Tuesday, February 25, 2014

Intuit Q2 Results Show Just How Hard Xero's US Task Is

Ben Kepes for Forbes writes: The SMB cloud accounting space is, contrary to what people might think, a very interesting space. New entrant Xero has got a lot of attention, some serious investment and gained a real global foothold. At its latest reporting period Xero had 250000 individual businesses as customers globally.
At the same time there is the dominant existing player Intuit, whoseQuickbooks product fuels the bulk of US SMBs. Intuit has had a cloud product for years, Quickbooks Online, but it has been a fairly sub standard product until recently.
What changed recently was Xero gaining lots of attention – while dabbling in the US mrket until now, Xero picked up around $200M of funding and flagged that it was serious about entering the US market in a substantive way. It’s also flagged a US listing (to add to its existing New Zealand and Australian public listings)

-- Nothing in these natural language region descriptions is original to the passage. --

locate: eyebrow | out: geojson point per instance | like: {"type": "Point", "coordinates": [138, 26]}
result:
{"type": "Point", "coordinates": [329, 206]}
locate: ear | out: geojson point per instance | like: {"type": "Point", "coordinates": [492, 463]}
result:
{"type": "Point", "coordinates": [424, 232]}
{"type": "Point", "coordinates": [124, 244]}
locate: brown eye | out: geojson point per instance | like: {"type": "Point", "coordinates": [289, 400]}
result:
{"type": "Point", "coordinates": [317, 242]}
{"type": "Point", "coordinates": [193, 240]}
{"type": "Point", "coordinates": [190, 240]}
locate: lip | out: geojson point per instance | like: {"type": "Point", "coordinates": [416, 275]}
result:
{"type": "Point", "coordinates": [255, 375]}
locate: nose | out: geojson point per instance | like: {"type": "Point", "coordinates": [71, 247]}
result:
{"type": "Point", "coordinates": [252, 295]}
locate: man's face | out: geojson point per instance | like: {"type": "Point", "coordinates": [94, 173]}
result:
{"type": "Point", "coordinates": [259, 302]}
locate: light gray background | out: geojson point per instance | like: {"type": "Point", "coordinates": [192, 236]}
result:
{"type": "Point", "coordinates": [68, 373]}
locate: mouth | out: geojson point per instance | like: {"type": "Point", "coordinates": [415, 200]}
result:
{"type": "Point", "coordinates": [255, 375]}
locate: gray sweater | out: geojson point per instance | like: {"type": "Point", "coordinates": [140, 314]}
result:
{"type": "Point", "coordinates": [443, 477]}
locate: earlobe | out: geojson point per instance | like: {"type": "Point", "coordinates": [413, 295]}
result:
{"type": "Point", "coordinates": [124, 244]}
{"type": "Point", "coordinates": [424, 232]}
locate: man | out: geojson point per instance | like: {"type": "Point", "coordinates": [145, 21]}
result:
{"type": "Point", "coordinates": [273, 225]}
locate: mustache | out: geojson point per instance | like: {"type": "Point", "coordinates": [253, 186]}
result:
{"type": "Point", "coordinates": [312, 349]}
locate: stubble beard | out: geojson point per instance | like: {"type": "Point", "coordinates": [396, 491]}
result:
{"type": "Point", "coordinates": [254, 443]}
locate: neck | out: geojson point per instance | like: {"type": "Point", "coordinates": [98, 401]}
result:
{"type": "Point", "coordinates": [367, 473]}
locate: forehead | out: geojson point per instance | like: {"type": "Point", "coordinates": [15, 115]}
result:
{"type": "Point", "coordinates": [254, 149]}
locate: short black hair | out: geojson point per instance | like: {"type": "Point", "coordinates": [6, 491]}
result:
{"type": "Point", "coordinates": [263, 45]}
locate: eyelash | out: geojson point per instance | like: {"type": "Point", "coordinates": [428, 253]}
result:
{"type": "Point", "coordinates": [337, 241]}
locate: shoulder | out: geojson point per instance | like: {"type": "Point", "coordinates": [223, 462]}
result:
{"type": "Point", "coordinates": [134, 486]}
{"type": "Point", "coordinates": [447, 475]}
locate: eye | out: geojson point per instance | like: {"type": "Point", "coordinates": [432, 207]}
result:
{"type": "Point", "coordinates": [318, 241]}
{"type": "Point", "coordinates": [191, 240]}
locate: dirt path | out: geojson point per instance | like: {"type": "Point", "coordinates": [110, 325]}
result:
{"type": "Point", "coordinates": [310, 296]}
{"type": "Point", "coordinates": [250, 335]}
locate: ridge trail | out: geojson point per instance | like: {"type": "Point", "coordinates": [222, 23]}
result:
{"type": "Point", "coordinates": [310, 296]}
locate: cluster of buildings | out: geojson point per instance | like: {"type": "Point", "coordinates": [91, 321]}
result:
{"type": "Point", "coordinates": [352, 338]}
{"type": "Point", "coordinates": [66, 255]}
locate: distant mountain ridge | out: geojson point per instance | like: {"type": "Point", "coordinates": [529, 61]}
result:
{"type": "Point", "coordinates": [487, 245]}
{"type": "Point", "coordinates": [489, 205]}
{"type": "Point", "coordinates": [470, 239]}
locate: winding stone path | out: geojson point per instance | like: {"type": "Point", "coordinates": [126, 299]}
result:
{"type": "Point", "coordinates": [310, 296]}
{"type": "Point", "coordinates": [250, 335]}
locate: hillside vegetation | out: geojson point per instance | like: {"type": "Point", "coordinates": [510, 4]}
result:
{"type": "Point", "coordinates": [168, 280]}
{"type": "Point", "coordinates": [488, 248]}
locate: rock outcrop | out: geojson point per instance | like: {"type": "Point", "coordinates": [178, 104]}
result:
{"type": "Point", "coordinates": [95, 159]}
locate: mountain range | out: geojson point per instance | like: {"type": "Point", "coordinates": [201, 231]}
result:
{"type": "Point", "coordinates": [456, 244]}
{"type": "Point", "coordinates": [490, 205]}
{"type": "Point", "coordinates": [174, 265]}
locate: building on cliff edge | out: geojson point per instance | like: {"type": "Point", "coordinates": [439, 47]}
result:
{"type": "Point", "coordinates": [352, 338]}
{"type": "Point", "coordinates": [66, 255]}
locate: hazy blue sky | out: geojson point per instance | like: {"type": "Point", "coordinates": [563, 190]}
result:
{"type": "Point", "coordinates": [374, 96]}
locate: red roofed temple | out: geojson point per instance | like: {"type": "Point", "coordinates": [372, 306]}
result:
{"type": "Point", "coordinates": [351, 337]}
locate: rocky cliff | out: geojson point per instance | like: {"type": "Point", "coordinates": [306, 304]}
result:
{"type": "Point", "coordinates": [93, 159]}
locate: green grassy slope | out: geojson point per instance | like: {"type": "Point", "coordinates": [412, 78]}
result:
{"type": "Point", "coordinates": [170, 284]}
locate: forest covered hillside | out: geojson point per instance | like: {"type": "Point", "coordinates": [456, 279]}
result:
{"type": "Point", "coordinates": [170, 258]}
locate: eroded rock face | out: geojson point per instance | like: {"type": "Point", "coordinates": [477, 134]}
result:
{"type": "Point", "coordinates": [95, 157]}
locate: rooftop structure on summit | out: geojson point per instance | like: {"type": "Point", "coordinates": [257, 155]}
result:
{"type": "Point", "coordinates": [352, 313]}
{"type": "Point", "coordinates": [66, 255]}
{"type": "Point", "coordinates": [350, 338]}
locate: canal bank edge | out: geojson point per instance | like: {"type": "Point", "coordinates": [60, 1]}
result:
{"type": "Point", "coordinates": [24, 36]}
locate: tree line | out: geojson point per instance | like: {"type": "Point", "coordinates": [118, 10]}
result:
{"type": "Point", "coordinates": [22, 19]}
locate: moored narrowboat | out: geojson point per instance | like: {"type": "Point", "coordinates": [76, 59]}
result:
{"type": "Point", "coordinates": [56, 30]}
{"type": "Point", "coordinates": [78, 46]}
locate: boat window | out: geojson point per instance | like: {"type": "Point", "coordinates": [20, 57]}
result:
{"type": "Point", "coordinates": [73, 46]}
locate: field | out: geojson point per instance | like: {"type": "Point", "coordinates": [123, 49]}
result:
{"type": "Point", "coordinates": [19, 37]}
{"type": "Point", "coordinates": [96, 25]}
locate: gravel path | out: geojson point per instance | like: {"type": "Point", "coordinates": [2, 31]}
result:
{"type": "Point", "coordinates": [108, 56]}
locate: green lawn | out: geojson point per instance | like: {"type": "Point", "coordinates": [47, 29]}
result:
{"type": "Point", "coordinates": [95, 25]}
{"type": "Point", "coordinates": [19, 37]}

Seeing the very real risk that Xero introduces, Intuit has finally decided to get serious about its cloud product. Taking a leaf from Clayton Christensen‘s book the Innovators Dilemma, Intuit has decided to actively begin disrupting its existing legacy products in order to reduce the imapct of external threats. In essence they’re disrupting themselves before Xero does it for them.
And Intuit’s Q2 results announced this week show that its executing on this change. The company announced that Quickbooks Online has now got 561000 business paying for it, of those 561000, 45000 were added in the last quarter alone.
Previously Xero’s CEO Rod Drury has gone on record criticizing Intuit for not breaking out Quickbooks Online revenue. He’shad to review that critique and is now toning it down to reflect more upon the money Intuit is spending on marketing and the limited impact that he believes this is having on growth:
It’s a fascinating look at market dynamics. An incumbent was arguably resting on its laurels for a number of years. An upstart managed to grow to scale while the incumbent was napping and finally the incumbent wakes up and begins to respond. Intuit has an existing customer base across all its business products of close to 1.2 million businesses. This is a significant number and the question is whether the company will be able to continue converting users of legacy products onto QBO at the same time as adding new businesses into the platform. In terms of the second point, it all comes down to mindshare – while not a hard metric, only a couple of years ago almost no one I spoke to in the US had heard of Xero. Today that has changed and the first thing that people generally ask me when they find out I come from new Zealand (the home of Xero) is whether I’ve heard of the company.
However, at least in the US market, Xero hasn’t yet got significant coverage. Of its 250000 global customers, it is saying close to 100000 are in Australia. My assessment would be that the company is still under 50000 paying customers in the US, a tiny footprint that they’re going to be anxious to grow rapidly. The company will no doubt be hoping that a US listing off the back of global revenue will help them gain the credibility in the US to start building those numbers.
Xero is building this awareness through a number of means – strong ties with accountants, high profile investors and executives and an immensely strong ecosystem of add-on partners. This is the key area for Intuit – it has existing mindshare but it’s executed poorly on building the ecosystem of third party add-on products. If I were inside Intuit I’d be investing a lot of development in building out the Quickbooks Online API and engaging with developers to both provide more valuable functionality for customers but, perhaps more importantly, to build a defensive wall to protect itself from the very real threat which is Xero.